Table 1 shows the outcomes from both laparoscopic and percutaneous CA together with percutaneous RFA, as described in a recent review of the literature. 11 Major intraoperative complications were encountered in 4% of laparoscopic cryoablation cases as opposed to a single major anesthetic complication seen in 530 percutaneous RFAs and CAs. The laparoscopic intraoperative complications consisted mainly of hemorrhage secondary to tissue fracture and conversion to open procedures. With increasing experience, it would seem likely that the rate of these laparoscopic complications could be reduced.

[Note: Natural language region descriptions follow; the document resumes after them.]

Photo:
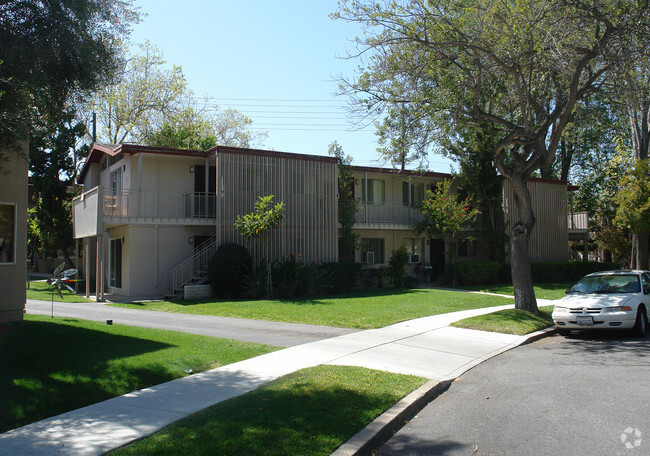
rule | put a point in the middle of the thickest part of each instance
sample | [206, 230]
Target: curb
[388, 423]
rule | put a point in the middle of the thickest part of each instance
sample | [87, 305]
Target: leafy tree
[347, 204]
[52, 52]
[520, 67]
[257, 224]
[52, 152]
[444, 216]
[144, 92]
[633, 199]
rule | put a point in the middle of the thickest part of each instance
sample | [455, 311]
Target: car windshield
[618, 283]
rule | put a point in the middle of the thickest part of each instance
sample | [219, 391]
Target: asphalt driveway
[587, 395]
[261, 332]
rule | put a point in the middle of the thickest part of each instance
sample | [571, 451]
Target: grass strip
[510, 321]
[42, 291]
[53, 365]
[310, 412]
[542, 290]
[363, 310]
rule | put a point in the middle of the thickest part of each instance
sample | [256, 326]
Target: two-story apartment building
[386, 216]
[152, 217]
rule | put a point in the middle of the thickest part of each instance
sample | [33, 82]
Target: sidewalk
[426, 347]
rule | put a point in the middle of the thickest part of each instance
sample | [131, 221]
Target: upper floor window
[416, 193]
[7, 233]
[376, 191]
[372, 250]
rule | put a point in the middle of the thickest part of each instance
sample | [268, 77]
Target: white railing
[159, 204]
[387, 213]
[194, 269]
[578, 221]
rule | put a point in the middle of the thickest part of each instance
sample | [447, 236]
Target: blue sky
[276, 61]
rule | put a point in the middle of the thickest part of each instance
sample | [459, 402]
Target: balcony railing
[387, 213]
[578, 221]
[160, 204]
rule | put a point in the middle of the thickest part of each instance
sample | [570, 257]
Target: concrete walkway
[426, 347]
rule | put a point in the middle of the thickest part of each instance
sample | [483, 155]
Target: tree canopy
[53, 51]
[520, 67]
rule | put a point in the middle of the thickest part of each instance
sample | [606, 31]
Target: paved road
[262, 332]
[582, 396]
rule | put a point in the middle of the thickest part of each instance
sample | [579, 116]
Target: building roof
[98, 150]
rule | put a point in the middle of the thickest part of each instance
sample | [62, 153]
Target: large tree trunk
[523, 222]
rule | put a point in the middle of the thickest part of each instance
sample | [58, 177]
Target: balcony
[141, 206]
[386, 216]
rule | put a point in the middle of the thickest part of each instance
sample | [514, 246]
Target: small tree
[347, 203]
[633, 202]
[443, 215]
[255, 225]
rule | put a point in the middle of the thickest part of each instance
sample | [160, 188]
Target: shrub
[227, 269]
[397, 267]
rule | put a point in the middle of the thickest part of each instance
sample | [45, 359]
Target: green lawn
[309, 412]
[41, 290]
[52, 365]
[365, 310]
[542, 290]
[510, 321]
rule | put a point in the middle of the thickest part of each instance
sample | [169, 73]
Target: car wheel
[641, 323]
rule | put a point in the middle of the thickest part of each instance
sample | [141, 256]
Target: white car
[606, 300]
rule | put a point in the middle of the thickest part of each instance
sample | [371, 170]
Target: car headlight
[617, 309]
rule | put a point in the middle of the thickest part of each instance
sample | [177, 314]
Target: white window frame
[14, 234]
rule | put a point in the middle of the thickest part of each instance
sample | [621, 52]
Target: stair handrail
[184, 272]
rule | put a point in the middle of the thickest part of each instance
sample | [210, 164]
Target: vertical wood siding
[549, 240]
[308, 190]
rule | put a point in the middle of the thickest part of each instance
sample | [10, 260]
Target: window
[115, 263]
[467, 247]
[372, 250]
[7, 233]
[376, 191]
[417, 192]
[415, 249]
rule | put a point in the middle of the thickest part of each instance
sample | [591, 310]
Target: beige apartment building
[386, 215]
[13, 235]
[151, 218]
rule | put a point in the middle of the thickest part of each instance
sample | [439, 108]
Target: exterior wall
[13, 194]
[549, 240]
[308, 189]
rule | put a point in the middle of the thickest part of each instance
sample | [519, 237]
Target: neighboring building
[152, 217]
[386, 216]
[13, 236]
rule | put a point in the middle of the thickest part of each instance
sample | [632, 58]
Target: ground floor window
[467, 247]
[372, 250]
[415, 249]
[7, 233]
[115, 263]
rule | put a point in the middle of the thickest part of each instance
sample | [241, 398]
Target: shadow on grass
[301, 420]
[313, 300]
[48, 368]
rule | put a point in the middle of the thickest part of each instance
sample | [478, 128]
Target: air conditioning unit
[369, 257]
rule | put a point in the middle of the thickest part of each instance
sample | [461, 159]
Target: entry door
[437, 255]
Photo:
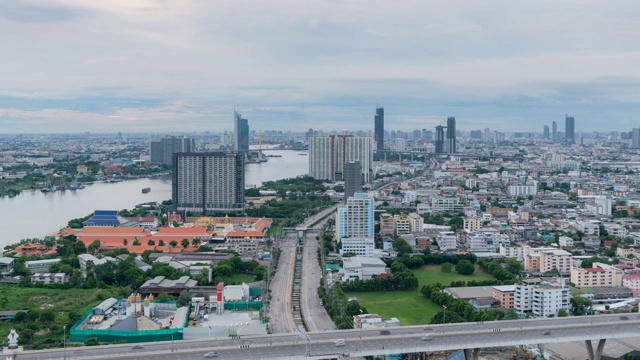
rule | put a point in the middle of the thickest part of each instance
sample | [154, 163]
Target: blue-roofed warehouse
[105, 218]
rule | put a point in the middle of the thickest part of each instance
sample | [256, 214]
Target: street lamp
[64, 341]
[444, 317]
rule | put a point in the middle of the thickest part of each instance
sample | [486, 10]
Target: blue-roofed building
[105, 218]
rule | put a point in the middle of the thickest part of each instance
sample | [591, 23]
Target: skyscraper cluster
[446, 144]
[241, 132]
[329, 155]
[378, 131]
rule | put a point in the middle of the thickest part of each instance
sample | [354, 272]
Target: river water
[35, 214]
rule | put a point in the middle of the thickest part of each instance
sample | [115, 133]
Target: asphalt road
[315, 315]
[281, 317]
[371, 342]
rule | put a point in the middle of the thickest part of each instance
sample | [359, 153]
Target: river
[34, 214]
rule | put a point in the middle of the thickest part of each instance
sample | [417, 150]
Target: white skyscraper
[328, 156]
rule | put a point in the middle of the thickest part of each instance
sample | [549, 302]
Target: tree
[93, 247]
[465, 267]
[513, 266]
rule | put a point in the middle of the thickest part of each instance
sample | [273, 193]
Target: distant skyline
[71, 66]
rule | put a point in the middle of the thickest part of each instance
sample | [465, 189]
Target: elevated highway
[471, 337]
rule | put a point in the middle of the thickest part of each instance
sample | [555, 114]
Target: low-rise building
[362, 247]
[40, 266]
[362, 268]
[46, 278]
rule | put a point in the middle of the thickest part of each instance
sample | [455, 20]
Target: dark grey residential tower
[352, 178]
[451, 135]
[569, 130]
[378, 131]
[241, 132]
[162, 150]
[439, 139]
[206, 183]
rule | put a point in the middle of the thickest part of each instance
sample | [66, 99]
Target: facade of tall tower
[378, 131]
[241, 132]
[329, 155]
[569, 130]
[451, 135]
[210, 182]
[439, 139]
[635, 138]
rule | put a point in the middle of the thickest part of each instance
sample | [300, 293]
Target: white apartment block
[486, 241]
[403, 224]
[556, 259]
[523, 190]
[565, 241]
[541, 298]
[362, 247]
[589, 227]
[516, 252]
[615, 230]
[600, 275]
[445, 204]
[447, 240]
[328, 156]
[472, 224]
[416, 223]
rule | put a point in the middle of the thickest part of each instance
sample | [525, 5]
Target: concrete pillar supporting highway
[598, 353]
[472, 354]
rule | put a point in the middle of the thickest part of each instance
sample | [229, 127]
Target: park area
[48, 311]
[411, 307]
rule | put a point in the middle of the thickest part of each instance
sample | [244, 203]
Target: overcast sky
[170, 66]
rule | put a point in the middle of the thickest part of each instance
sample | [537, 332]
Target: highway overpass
[468, 336]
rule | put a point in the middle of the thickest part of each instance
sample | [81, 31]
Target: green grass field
[62, 301]
[410, 307]
[239, 278]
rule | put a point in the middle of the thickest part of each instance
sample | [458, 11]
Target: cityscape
[319, 180]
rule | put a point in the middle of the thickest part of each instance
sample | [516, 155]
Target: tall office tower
[352, 178]
[162, 150]
[208, 182]
[378, 131]
[451, 135]
[635, 138]
[355, 219]
[439, 139]
[241, 131]
[328, 156]
[569, 130]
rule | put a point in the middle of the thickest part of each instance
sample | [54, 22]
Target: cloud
[288, 65]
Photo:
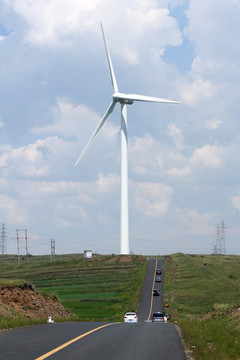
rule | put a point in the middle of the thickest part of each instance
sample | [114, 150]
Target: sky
[184, 159]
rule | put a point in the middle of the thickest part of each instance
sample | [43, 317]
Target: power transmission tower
[219, 248]
[52, 250]
[3, 241]
[222, 239]
[18, 244]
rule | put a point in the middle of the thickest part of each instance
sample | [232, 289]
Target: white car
[130, 317]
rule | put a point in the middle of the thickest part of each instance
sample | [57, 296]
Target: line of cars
[157, 316]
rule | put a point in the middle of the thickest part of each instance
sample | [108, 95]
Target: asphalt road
[88, 341]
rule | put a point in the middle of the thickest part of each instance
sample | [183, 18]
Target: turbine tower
[124, 100]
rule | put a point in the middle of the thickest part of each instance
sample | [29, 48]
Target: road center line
[152, 291]
[71, 341]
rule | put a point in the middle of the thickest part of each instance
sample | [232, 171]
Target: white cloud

Rates of major postoperative complications were similar between percutaneous and laparoscopic approaches, seen between 4% and 6% of cases. Ureteral injury was more than twice as common in the RFA group as the cryoablation groups (percutaneous and laparoscopic) but still infrequent at 1.6% of RFA cases. 11
The morbidity rates also need to be taken in context of the incomplete ablation and tumor recurrence rates. These were less than 3% for the laparoscopic cryoablation group but 7.5% for percutaneous CA and 12% for percutaneous RFA. 11
A prospective, multicenter trial has looked at perioperative negative outcomes after laparoscopic cryoablation. Negative outcomes were seen in 15% of patients, but 80% of these were considered minor. Risk factors for negative outcomes were preexisting cardiac conditions, female sex, and tumor size. The authors considered tumor size of more than 3.4 cm to be the cutoff for increased risk of negative outcome. 12
A high risk of bleeding from laparoscopic cryoablation from larger tumors (>3 cm in diameter) has also been reported by Hruby and coworkers. 13 This risk may be particularly high for large peripheral tumors with the use of multiple modern needles, which can induce fractures by their rapid freezing. More centrally located tumors are less prone to capsule fracture because of the insulating effect of surrounding renal tissue.
Conclusions
The ablative techniques considered are associated with relatively low morbidity rates. Complications can be minimized by careful case selection and attention to surgical technique. Percutaneous techniques seem to be associated with lower morbidity but higher recurrence rates and should probably be avoided in SRMs located close to the ureter or hilum. The higher morbidity associated with laparoscopic cryoablation most often relates to hemorrhage of the renal capsule in peripheral tumors more than 3 cm in diameter, which may be mitigated by reducing the rate of freezing.
Failure of the patient to make the expected recovery after the procedure should be regarded as a potential complication, even when symptoms are nonspecific. In these cases, serial observation with the judicious use of CT will allow for early detection and management of complications.
Footnotes
Disclosure Statement
No competing financial interests exist.